Problem: I would like these containers to start simultaneously. If one of the host’s capacity is full, the entire job should stay in pending state until all resources are available to schedule both containers. When I try this, it seems like one of the task starts running and the other stays in the “queued” state if one of the host is full.

I also tried to set the job parameter all_at_once = true. This didn’t help and the documentation also states that it cannot be used for “atomic placement”. The outline of my job:

job "parallel-work" {
  type = "batch"
  all_at_once = true
  constraint {
      operator  = "distinct_hosts"
      value     = "true"
  }
  # Both work1 and work2 should start about the same time
  group "work1" {
    task "main" {
      # To be executed on host A
    }
  }
  group "work2" {
    task "main" {
      # To be executed on host B
    }
  }
}

Is there another way to achieve this or any plans on implementing such functionality?

Interesting use case … could there be poststart tasks which could kill the main task if the other task is not healthy !?

Maybe the health of the other task can be determined using something like dig or nslookup ?

just-a-thought

Sound like an interesting approach.
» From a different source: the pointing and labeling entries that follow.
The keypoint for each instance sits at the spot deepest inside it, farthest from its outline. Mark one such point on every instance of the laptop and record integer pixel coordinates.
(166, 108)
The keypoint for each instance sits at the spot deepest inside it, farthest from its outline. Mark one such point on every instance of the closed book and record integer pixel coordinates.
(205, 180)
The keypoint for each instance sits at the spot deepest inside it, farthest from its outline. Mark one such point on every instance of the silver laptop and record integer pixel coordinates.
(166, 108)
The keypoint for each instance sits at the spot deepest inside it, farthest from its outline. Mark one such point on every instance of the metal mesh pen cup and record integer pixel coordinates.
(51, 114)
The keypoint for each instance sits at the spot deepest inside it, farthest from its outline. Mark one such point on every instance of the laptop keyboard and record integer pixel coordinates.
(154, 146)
In my use case, there might be many parallel-work batch jobs in the queue waiting to be started. I guess one challenge could be a scenario where parallel-work1 has a task running on host A and a parallel-work2 has another task running on host B. Thus, no one can make progress if both needs two hosts. I guess, such cases could be dealt with by sleeping a random amount before checking the health of all expected tasks, so that one of the job would be killed and the other one could make progress. Though the question is how performant such an approach is if a batch job needs many nodes simultaneously and many other jobs are waiting the queue.

Best would be if it could be detected at the scheduling stage, but Nomad is maybe not primarily designed for such batch-heavy workloads.